PostgreSQL on AWS – How to Get WAL Files from RDS Instance

amazon ec2postgresql

We have a Postgres RDS instance on Amazon Web Services. We have automatic backups enabled, and we take snapshots on a daily basis. We would like to generate a local 'up-to-date' backup of the RDS instance that we can manage ourselves. Running pg_dump against the instance is not sufficient because we want to be able to restore the database to any point in time. We would prefer to have a local backup of RDS and all WAL files since that backup was taken. Questions:

  1. Is it possible to access the WAL files and backups that RDS is automatically generating in its backup routine? This would be ideal. I would want to download a local copy of them. After initial investigation, I feel the answer to this question is 'no'. It sounds like RDS is storing its WAL files and backups in S3, but it makes them inaccessible to us. I would love confirmation.

  2. Is there any other way to access transactions (WAL files) that have occurred on the RDS instance? I imagine we should be able to create a Postgres database on an EC2 and 'feed' transactions from our primary 'live' RDS instance into this EC2 instance. Once our EC2 instance is updated, we could pull WAL files from there. What a headache, though :/ Is this setup possible? What is the magic to 'feed' from our RDS instance to the EC2 instance so that it is always up to date?

Thanks!

Best Answer

Update: I've posted about this to the AWS forums - please go chime in and ask for it there.


At time of writing, Amazon RDS does not support physical replication outside RDS. You can GRANT users the REPLICATION right using an rds_superuser login, but you can't configure replication entries for outside IPs in pg_hba.conf.

Furthermore, when you create a DB parameter group in RDS, some key parameters are shown but locked, e.g. archive_command, which is locked to /etc/rds/dbbin/pgscripts/rds_wal_archive %p.

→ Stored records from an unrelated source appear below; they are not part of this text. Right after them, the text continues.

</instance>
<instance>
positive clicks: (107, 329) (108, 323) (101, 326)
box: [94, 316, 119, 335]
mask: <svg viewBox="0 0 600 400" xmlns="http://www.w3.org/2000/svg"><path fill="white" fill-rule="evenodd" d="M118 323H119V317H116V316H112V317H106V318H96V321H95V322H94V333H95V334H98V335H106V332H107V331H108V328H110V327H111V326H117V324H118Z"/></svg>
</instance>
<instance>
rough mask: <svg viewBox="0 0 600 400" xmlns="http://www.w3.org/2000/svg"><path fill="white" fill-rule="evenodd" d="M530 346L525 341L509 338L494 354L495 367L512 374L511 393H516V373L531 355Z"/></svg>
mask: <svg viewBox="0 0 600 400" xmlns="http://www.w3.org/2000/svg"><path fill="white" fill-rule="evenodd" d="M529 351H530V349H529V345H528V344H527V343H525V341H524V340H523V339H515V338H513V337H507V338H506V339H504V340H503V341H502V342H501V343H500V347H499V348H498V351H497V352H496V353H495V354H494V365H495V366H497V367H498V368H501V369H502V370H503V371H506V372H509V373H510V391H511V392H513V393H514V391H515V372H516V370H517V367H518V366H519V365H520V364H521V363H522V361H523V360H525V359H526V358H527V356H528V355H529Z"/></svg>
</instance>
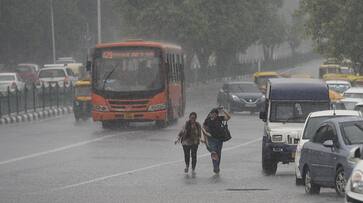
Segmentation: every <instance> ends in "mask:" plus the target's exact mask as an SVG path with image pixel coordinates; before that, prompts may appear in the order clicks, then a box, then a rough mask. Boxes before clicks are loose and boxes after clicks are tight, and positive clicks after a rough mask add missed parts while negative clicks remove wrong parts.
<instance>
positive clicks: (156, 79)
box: [94, 49, 163, 92]
mask: <svg viewBox="0 0 363 203" xmlns="http://www.w3.org/2000/svg"><path fill="white" fill-rule="evenodd" d="M94 68H95V71H96V76H95V88H96V89H98V90H106V91H114V92H130V91H149V90H158V89H161V88H162V87H163V83H162V80H161V74H160V73H161V70H160V57H157V54H156V52H155V51H154V50H150V49H147V50H131V51H130V50H116V51H115V50H111V51H110V50H108V51H103V52H102V55H101V57H98V58H96V59H95V66H94Z"/></svg>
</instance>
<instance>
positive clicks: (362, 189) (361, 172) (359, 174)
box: [351, 171, 363, 194]
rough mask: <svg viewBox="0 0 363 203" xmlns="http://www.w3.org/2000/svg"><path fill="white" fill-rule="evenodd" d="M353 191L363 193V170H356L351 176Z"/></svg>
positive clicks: (354, 171)
mask: <svg viewBox="0 0 363 203" xmlns="http://www.w3.org/2000/svg"><path fill="white" fill-rule="evenodd" d="M351 187H352V192H355V193H360V194H363V174H362V172H361V171H354V172H353V175H352V178H351Z"/></svg>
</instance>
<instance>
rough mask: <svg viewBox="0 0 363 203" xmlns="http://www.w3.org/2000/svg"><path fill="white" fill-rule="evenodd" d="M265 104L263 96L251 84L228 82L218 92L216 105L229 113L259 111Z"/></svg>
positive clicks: (242, 82) (252, 111) (238, 82)
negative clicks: (228, 111) (224, 109)
mask: <svg viewBox="0 0 363 203" xmlns="http://www.w3.org/2000/svg"><path fill="white" fill-rule="evenodd" d="M264 102H265V99H264V95H263V94H262V93H261V92H260V90H259V89H258V88H257V86H256V85H255V84H254V83H253V82H228V83H225V84H224V85H223V87H222V89H221V90H220V91H219V92H218V96H217V103H218V104H219V105H222V106H225V107H226V108H227V110H228V111H229V112H231V113H233V112H235V111H250V112H251V113H254V112H256V111H259V110H260V109H261V107H262V105H263V103H264Z"/></svg>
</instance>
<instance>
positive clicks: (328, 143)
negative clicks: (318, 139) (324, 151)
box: [323, 140, 334, 148]
mask: <svg viewBox="0 0 363 203" xmlns="http://www.w3.org/2000/svg"><path fill="white" fill-rule="evenodd" d="M323 145H324V147H329V148H332V147H334V142H333V140H326V141H325V142H324V143H323Z"/></svg>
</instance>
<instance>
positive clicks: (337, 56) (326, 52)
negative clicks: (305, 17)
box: [300, 0, 363, 63]
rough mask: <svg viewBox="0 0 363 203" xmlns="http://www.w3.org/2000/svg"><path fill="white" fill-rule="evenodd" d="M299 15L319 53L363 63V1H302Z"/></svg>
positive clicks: (324, 0) (300, 7) (335, 0)
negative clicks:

AWS RDS for PostgreSQL does not appear to expose these WALs for external access (say, via S3) as it would need to if you were to use WAL-shipping replication for external PITR.

So at this point, if you want wal-shipping, don't use RDS. It's a canned easy-to-use database, but easy-to-use often means that it's also limited, and that's certainly the case here. As Joe Love points out in the comments, it provides WAL shipping and PITR within RDS, but you can't get access to the WAL to that from outside RDS.

So you need to use RDS's own backup facilities - dumps, snapshots and its own WAL-based PITR.


Even if RDS did let you make replication connections (for pg_basebackup or streaming replication) and allowed you to access archived WAL, you might not be able to actually consume that WAL. RDS runs a patched PostgreSQL, though nobody knows how heavily patched or whether it significantly alters the on-disk format. It also runs on the architecture selected by Amazon, which is probably x64 Linux, but not easily determined. Since PostgreSQL's on disk format and replication are architecture dependent, you could only replicate to hosts with the same architecture as that used by Amazon RDS, and only if your PostgreSQL build was compatible with theirs.

Among other things this means that you don't have any easy way to migrate away from RDS. You'd have to stop all writes to the database for long enough to take a pg_dump, restore it, and get the new DB running. The usual tricks with replication and failover, with rsync, etc, won't work because you don't have direct access to the DB host.

Even if RDS ran an unpatched PostgreSQL Amazon probably wouldn't want to permit you to do WAL streaming into RDS or import into RDS using pg_basebackup for security reasons. PostgreSQL treats the data directory as trusted content, and if you've crafted any clever 'LANGUAGE c' functions that hook internal functionality or done anything else tricky you might be able to exploit the server to get greater access than you're supposed to have. So Amazon aren't going to permit inbound WAL anytime soon.

They could support outbound WAL sending, but the above issues with format compatibility, freedom to make changes, etc still apply.


Instead you should use a tool like Londiste or Bucardo.